Twenty-four people died between April 19 and 25. Since Dec. 8, the beginning of the Omicron surge, 202 Nova Scotians have died from COVID-19. Their ages range from between 10 and 100 years old, with a median age of 80.
"The number of deaths isn't surprising. It's very extremely unfortunate but it's not surprising," said Dr. Shelley Deeks in a teleconference Thursday.
"As the numbers go up, we do know that a certain proportion will be severe, will be hospitalized and unfortunately will die."
There are 55 people currently in hospital due to COVID-19, including 10 in ICU.
However, the number of cases overall is decreasing. The daily case average stands at 777 new cases, down from 1,073 a week ago.

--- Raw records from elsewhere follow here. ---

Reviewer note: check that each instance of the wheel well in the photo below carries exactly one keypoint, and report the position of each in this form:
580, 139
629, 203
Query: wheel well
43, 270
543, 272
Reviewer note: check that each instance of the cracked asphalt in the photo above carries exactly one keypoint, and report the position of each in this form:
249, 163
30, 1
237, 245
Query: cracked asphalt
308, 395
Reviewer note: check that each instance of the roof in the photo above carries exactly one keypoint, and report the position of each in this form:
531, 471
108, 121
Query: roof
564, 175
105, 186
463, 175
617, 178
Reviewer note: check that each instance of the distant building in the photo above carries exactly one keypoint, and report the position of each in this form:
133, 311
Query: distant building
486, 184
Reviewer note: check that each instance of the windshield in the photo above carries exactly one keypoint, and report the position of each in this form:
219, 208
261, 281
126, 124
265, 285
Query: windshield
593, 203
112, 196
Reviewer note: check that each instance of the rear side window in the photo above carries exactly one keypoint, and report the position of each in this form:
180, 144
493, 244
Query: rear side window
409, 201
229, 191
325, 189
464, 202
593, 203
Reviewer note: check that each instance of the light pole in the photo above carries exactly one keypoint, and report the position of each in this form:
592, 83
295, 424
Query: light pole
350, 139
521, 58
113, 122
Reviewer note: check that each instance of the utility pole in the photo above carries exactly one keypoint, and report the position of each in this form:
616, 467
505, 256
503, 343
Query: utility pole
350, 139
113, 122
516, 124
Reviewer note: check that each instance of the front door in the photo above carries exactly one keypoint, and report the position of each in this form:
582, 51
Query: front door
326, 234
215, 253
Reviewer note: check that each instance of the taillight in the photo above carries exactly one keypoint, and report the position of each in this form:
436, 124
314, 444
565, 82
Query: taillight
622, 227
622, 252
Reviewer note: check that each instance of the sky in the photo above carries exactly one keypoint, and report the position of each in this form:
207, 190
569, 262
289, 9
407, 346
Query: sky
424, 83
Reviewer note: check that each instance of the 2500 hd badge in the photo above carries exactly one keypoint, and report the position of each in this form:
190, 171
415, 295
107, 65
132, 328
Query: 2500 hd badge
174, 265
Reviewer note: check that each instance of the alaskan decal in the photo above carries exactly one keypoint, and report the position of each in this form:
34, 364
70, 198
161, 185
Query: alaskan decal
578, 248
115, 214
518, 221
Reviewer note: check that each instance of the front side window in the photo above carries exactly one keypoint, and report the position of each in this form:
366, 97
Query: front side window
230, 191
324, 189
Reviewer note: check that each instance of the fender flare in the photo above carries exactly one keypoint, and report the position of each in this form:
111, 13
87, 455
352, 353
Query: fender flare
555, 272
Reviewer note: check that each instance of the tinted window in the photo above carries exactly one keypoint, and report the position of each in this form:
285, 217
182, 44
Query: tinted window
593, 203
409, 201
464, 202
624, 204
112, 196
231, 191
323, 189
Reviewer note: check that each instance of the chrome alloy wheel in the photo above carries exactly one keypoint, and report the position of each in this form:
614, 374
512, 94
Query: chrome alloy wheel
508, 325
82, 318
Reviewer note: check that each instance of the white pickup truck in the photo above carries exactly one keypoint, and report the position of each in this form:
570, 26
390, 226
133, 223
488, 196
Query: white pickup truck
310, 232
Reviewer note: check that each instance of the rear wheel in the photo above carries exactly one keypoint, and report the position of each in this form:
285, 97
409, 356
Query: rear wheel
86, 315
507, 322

Deeks said the province is now in its sixth COVID wave. The fifth wave includes cases between Dec. 8, 2021 and Feb. 28, 2022, and the sixth wave began March 1, 2022. Deeks said the data on PCR-confirmed infections suggests the peak of the sixth wave is now behind us.
She said about 14,000 Nova Scotians have so far received a fourth dose of COVID-19 vaccine since appointments opened up for people over 70 last week.
According to the province, those who received three doses of COVID-19 vaccine had an 85 per cent lower risk of hospitalization and a 93 per cent lower risk of death than those who were unvaccinated or had only one dose.
Since Dec. 8, 2,057 residents of long-term care homes have tested positive for COVID-19. Fifty-two residents have died, a fatality rate of 2.5 per cent.
That number stands in sharp contrast to the first wave of the pandemic, before vaccines were available. In the spring of 2020, 57 of the 263 long-term care residents who tested positive died — a fatality rate of nearly 22 per cent.
Masks still important: health minister
Nova Scotia's health minister said the province still recommends masking and physical distancing, even though the provincial government dropped most mask requirements on March 21 as the sixth wave picked up steam.
"Those public health measures are just as important today as they were prior," Michelle Thompson told CBC Radio's Mainstreet this week.
"But we need to learn to live alongside COVID and we need to move through this transition phase together."
Thompson said releasing COVID numbers weekly rather than daily makes sense given "we are past the acute phase of the pandemic."
"Prior to COVID, this is the way that public health would do surveillance for other types of communicable diseases, and so we're really focusing now on those folks who are at risk of severe disease, and we're monitoring those hospitalizations," she said.